今まで説明した方法で、新しいデータベースは作成できるのですが、既存のデータベースのディレクトリを変更したい場合は、PostgreSQL サーバを停止した後、ファイルを移動し、元の場所へシンボリックリンクファイルを作成するのでも全然問題ありません。
> pg_ctl stop > mkdir -p /db/wwwdb/data/base > cd /usr/local/pgsql/data/base > cp -a 16555 /db/wwwdb/data/base/ > rm -rf 16555 > ln -s /db/wwwdb/data/base 16555 > pg_ctl start
実はさっきのディレクトリを指定してデータベースを作る方法も、実際にはシンボリックリンクファイルでリンクが張られています。また、同じように、WAL ログ(data
ディレクトリにある pg_xlog
というディレクトリ)も移動することが出来ます。
前に、grant, revoke
文のところでチラッとふれましたが、PostgreSQL には、ユーザグループの機能があります。普通 grant, revoke
文はユーザを対象に設定しますが、グループにユーザを登録しておいて、そのグループに対して権限を付加することが出来ます。ユーザ数が多くなったときに便利です。
使い方はと言うと、まずグループを作成します。
=> create group webusers; CREATE GROUP
これで、webusers
グループが作成されました。次に、このグループにユーザを追加します。
=> alter group webusers add user dareka; ALTER GROUP => alter group webusers add user rin, siz; ALTER GROUP
webusers
グループに、dareka, rin, siz
の3人が追加されました。ユーザを削除したりグループを削除したりするには、次のようにします。

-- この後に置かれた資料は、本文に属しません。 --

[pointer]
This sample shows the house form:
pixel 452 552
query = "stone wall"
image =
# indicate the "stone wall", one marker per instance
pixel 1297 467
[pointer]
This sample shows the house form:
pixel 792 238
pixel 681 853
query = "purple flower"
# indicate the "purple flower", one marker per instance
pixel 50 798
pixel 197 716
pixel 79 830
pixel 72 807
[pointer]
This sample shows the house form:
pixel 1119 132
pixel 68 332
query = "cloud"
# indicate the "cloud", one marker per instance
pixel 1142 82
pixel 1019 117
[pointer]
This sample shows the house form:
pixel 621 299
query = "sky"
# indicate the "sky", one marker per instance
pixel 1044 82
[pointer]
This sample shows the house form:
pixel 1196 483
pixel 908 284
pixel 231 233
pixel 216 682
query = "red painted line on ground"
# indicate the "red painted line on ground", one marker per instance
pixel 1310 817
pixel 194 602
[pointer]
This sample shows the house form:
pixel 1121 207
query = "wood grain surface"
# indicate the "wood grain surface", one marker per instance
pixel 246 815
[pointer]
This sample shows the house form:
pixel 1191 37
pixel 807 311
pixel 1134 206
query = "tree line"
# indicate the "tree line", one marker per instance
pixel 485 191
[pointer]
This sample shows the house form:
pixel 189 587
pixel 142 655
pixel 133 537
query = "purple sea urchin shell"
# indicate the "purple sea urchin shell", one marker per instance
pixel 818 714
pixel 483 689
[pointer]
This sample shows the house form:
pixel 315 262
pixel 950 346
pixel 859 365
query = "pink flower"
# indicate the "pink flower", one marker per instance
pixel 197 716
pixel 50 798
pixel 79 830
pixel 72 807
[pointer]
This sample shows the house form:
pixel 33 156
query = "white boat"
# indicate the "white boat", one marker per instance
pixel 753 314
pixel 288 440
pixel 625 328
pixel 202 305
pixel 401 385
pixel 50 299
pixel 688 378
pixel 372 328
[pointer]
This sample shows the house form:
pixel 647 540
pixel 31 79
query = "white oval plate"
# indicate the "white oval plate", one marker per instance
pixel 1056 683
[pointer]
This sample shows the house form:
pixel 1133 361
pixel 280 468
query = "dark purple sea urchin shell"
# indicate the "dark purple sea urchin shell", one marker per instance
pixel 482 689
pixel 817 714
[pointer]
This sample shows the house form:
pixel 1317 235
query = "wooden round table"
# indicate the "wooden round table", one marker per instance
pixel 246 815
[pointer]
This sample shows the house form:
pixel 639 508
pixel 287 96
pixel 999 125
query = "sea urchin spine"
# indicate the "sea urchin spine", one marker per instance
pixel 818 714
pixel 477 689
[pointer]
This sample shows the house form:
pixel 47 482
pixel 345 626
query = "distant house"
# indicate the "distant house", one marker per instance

=> alter group webusers drop user rin; ALTER GROUP => drop group webusers; DROP GROUP
この様にして作ったグループを、活用するには、次のようにします。
=> grant select on meibo to group webusers; GRANT
気を付けるべき点は、to ユーザ
としていたところを、to group グループ
とする点です。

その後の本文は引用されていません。